His chest felt like it was exploding as he twisted around with the force of the blow and crumpled facedown on the path. Reid was immediately on top of him, forcing the breath out of his lungs. The older boy grabbed his wrists and held them flat against the ground, while at the same time forcing a knee into his back, pinning him helplessly. His ribs ached and Reid’s knee in his back hurt like hell, but the pain couldn’t match the shame he felt at ignoring his training and letting himself be taken by surprise in this manner. He was glad McLaren was not here now—much less his father—to see how he had failed one of the most basic lessons of self-defense.

“What say you now, pup?” Reid spat, thoroughly enjoying the humiliation he was inflicting. He pulled Eric’s wrists backward, pinning them behind his back. Each time he spoke, he twisted his aims higher and higher behind him until Eric thought they might snap. The weight of the knee in his back was so great that Eric could barely draw a breath and he felt himself dizzying; if he couldn’t get up soon, he’d surely pass out. “Perhaps this will teach you something more important than respect.” He stood up abruptly, and Eric felt a moment’s relief spread through his aching limbs.

Reid took the whip from his belt, then played it out and snapped it loudly over his head. “Perhaps this will teach you the meaning of territory.” He nodded sharply at his companions, then flicked the whip back and forth as they tied Eric’s wrists around the nearest tree.

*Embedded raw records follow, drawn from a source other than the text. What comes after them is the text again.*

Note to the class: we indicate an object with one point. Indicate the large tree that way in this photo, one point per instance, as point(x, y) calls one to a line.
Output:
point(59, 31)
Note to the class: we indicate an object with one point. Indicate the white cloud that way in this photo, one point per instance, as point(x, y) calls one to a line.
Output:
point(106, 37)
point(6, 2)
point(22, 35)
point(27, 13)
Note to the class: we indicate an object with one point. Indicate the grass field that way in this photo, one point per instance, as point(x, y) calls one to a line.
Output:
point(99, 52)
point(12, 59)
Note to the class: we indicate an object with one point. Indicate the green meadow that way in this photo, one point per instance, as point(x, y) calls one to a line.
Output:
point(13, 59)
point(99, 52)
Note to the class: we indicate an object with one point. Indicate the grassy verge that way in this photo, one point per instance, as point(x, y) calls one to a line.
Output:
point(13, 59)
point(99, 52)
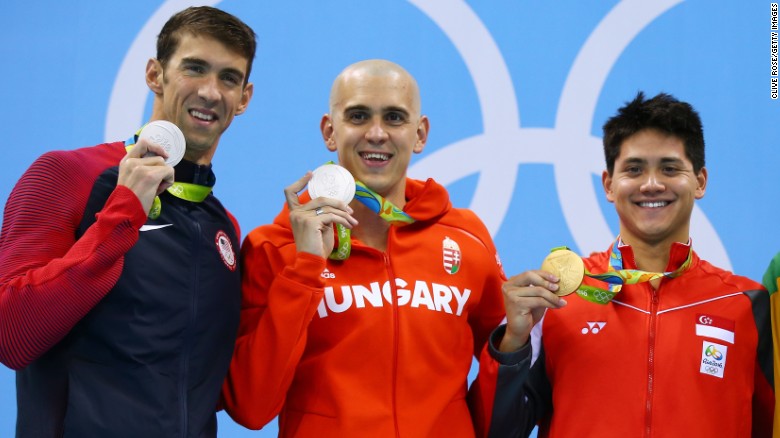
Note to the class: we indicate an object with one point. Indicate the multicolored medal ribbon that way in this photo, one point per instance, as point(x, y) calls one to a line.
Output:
point(186, 191)
point(379, 205)
point(615, 276)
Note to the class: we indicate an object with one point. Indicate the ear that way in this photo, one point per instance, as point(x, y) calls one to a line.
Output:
point(423, 126)
point(606, 181)
point(701, 181)
point(246, 96)
point(154, 76)
point(326, 127)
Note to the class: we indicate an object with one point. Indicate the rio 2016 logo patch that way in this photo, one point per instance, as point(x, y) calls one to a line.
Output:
point(713, 359)
point(226, 250)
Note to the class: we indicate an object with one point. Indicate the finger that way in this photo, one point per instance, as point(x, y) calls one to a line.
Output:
point(291, 191)
point(535, 278)
point(332, 210)
point(167, 180)
point(145, 148)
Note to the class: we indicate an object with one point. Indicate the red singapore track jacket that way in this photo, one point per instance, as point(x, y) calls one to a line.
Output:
point(690, 359)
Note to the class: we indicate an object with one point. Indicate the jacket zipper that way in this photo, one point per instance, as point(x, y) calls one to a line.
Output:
point(188, 338)
point(394, 303)
point(651, 360)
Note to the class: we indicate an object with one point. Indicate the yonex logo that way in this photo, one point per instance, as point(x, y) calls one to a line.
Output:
point(593, 327)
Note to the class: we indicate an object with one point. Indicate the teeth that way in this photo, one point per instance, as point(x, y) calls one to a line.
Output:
point(200, 115)
point(654, 204)
point(376, 156)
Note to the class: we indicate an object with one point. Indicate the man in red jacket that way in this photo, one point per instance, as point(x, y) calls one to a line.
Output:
point(379, 343)
point(657, 342)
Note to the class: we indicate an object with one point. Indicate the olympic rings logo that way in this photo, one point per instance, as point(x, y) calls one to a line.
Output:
point(711, 351)
point(709, 369)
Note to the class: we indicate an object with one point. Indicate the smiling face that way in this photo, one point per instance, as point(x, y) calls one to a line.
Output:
point(375, 125)
point(200, 89)
point(653, 187)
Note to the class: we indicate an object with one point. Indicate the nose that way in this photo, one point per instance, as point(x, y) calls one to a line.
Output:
point(209, 89)
point(376, 133)
point(653, 183)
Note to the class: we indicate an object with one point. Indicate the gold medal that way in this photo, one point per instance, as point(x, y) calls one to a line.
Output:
point(568, 267)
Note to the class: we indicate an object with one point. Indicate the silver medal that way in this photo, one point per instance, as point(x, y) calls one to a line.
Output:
point(332, 181)
point(168, 136)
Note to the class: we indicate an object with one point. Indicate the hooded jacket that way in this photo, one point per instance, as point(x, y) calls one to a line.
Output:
point(377, 345)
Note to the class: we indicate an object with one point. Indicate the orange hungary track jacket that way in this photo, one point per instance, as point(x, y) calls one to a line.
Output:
point(377, 345)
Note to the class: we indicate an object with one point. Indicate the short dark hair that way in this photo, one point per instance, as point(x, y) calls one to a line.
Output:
point(215, 23)
point(663, 113)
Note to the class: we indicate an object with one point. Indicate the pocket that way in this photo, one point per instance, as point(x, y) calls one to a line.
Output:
point(116, 401)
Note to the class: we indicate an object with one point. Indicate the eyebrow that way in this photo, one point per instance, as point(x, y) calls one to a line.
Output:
point(664, 160)
point(389, 109)
point(203, 63)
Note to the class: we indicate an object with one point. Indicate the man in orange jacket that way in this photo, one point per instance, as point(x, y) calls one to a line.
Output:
point(379, 343)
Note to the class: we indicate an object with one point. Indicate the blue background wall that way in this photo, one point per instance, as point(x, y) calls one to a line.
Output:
point(516, 90)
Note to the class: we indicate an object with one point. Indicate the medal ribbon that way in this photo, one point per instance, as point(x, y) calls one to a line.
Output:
point(616, 277)
point(376, 203)
point(187, 191)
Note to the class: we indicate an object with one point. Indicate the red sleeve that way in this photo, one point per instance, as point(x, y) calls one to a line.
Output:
point(48, 281)
point(278, 303)
point(490, 311)
point(482, 394)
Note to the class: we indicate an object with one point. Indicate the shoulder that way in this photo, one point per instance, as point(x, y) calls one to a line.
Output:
point(82, 162)
point(469, 223)
point(737, 282)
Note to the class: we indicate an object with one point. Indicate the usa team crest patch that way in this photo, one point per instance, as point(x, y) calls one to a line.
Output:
point(226, 250)
point(451, 256)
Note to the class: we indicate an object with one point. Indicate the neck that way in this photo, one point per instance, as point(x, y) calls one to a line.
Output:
point(371, 230)
point(650, 257)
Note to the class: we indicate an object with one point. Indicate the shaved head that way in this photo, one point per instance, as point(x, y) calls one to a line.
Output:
point(374, 68)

Eric hung helplessly from the tree, the bark rough against his bare chest, and waited for the whip to strike. He heard them laughing behind him, enjoying every minute of the torment, and tried, unsuccessfully, to look over his shoulder to where Reid stood. There was another sharp crack! of the whip and Eric jumped, certain that the next time the whip lashed out would be against his bare back. Crack! Again Reid chose not to strike him, and Eric realized what he was doing: More than causing direct pain with the whip itself, Reid wanted to frighten him, terrify him so deeply that he would beg to prevent the inevitable beating. But that was the key, Eric knew. The beating was inevitable, but there was no need to give Reid the satisfaction of knowing he was beaten. Hide your fear, hide your anger; but show your contempt.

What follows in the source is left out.